Vasculitis Syndromes

Medicine · Rheumatology · lean revision notes

Vasculitis Syndromes

Vasculitis is inflammation of blood vessel walls leading to ischaemia, necrosis and aneurysm formation. The dominant exam framework is size-based classification (Chapel Hill consensus), which links each syndrome to a characteristic vessel calibre, demographic, ANCA status and a signature clinical clue. Master the size-demographic-ANCA triad and most questions answer themselves.

Classification (Chapel Hill nomenclature)

Vasculitides are grouped by the predominant vessel size involved. This single axis drives both the clinical picture and the answer to most MCQs.

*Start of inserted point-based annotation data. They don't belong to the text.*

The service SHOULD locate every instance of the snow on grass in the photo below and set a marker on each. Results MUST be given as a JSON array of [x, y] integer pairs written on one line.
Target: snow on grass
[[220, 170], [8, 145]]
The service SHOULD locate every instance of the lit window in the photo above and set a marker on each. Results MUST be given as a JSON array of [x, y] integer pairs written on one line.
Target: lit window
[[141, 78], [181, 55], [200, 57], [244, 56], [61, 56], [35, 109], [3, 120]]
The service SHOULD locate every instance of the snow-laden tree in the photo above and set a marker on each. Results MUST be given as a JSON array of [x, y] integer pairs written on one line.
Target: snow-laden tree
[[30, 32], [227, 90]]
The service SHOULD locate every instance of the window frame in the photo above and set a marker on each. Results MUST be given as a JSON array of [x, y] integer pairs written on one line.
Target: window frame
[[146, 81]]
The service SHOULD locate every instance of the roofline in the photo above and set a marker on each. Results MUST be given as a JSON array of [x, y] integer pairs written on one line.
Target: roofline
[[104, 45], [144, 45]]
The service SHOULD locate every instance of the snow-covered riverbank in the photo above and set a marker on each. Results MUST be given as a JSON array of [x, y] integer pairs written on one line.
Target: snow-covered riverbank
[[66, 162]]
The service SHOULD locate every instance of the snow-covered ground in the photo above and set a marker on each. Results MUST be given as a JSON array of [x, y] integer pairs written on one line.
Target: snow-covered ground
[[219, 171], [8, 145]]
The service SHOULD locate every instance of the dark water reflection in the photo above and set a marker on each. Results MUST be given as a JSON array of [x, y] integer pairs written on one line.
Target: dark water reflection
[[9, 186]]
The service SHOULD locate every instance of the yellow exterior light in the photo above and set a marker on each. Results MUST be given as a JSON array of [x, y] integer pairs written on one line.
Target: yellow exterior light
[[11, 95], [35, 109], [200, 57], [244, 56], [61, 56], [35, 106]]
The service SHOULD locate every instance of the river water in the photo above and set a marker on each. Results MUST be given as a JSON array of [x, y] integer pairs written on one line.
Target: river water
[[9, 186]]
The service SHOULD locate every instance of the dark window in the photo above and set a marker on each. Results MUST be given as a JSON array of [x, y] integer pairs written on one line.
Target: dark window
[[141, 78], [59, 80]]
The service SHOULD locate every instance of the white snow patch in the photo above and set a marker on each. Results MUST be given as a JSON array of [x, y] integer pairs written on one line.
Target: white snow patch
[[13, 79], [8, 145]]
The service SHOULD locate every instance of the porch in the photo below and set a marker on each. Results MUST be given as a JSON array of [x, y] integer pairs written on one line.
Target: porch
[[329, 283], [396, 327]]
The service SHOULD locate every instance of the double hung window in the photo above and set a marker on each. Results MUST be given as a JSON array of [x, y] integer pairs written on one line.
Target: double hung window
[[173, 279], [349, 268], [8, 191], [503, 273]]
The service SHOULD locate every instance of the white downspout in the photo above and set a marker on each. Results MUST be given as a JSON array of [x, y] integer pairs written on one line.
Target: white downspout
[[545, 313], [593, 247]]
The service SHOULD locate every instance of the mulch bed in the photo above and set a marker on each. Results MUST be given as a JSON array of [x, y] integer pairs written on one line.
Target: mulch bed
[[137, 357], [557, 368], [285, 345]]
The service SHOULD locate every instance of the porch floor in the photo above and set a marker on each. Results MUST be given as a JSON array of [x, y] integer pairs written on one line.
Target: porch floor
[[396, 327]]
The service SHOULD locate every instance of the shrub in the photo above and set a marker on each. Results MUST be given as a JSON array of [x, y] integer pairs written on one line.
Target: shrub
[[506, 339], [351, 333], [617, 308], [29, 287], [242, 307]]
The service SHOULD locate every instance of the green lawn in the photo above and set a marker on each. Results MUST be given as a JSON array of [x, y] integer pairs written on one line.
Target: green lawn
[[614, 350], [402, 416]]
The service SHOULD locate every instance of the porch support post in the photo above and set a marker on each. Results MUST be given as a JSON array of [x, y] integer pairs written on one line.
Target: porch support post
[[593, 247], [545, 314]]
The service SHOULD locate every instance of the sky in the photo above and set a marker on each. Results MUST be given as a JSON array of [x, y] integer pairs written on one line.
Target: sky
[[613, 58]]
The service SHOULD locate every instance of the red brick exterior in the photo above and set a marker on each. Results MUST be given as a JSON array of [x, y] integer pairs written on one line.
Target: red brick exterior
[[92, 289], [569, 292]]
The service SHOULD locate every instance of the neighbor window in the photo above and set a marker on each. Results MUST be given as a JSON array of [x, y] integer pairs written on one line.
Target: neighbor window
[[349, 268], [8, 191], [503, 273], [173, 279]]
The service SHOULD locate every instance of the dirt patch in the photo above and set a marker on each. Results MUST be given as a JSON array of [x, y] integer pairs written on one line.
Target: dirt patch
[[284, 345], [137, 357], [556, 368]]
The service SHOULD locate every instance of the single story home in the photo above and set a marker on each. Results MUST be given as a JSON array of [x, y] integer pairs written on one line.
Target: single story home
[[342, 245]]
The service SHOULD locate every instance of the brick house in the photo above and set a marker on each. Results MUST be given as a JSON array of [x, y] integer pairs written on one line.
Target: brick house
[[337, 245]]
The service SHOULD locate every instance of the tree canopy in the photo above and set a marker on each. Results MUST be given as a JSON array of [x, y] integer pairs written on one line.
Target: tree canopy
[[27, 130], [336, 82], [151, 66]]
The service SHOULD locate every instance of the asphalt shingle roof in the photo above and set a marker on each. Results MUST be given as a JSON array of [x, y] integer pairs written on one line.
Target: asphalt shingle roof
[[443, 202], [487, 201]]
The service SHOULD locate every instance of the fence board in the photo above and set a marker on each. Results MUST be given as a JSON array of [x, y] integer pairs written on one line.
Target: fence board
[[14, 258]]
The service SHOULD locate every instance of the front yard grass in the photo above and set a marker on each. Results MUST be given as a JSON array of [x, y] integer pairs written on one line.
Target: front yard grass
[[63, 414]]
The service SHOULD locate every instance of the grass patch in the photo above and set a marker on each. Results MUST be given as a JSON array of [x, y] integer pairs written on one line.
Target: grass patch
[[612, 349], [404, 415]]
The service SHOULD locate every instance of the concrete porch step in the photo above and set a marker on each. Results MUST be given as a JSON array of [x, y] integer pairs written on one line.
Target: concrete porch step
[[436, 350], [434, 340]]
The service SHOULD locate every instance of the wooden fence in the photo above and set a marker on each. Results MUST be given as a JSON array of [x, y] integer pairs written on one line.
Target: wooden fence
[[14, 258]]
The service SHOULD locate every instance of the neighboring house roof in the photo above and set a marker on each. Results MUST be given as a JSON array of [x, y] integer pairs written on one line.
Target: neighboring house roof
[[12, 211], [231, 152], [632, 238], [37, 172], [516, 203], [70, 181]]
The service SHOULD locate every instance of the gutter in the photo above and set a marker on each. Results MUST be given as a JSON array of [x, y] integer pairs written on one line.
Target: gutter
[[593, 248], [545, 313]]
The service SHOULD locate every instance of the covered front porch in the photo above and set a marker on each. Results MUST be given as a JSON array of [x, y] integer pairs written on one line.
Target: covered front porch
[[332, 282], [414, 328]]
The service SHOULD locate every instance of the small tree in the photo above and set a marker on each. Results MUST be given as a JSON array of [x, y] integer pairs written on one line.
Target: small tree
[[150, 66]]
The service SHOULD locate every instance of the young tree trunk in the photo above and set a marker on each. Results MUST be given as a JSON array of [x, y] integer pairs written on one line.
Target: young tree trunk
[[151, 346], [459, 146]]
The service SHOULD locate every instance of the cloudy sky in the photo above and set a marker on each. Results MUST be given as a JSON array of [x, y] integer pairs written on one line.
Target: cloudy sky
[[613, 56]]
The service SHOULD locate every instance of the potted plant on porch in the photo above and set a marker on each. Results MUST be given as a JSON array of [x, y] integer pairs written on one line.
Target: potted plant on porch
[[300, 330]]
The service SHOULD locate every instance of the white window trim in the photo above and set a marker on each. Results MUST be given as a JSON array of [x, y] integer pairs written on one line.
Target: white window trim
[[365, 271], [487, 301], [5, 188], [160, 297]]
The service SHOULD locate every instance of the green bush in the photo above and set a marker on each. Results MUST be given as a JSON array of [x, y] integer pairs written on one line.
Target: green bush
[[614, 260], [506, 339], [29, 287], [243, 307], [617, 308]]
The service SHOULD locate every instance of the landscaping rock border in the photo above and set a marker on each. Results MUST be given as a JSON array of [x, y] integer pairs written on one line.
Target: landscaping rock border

Vessel size	Syndromes	Hallmark vessels
Large vessel	Takayasu arteritis, Giant cell (temporal) arteritis	Aorta + major branches
Medium vessel	Polyarteritis nodosa (PAN), Kawasaki disease	Main visceral arteries (renal, coronary, mesenteric)
Small vessel — ANCA-associated	GPA (Wegener), EGPA (Churg-Strauss), MPA	Arterioles, capillaries, venules
Small vessel — immune complex	IgA vasculitis (HSP), cryoglobulinaemic, anti-GBM, hypocomplementaemic urticarial	Capillaries, post-capillary venules
Variable vessel	Behçet disease, Cogan syndrome	Any size, arteries + veins

High-yield: Large-vessel vasculitis classically causes granulomatous inflammation; ANCA-associated small-vessel vasculitis causes pauci-immune necrotising inflammation (few/no immune deposits); immune-complex small-vessel vasculitis shows deposits on immunofluorescence.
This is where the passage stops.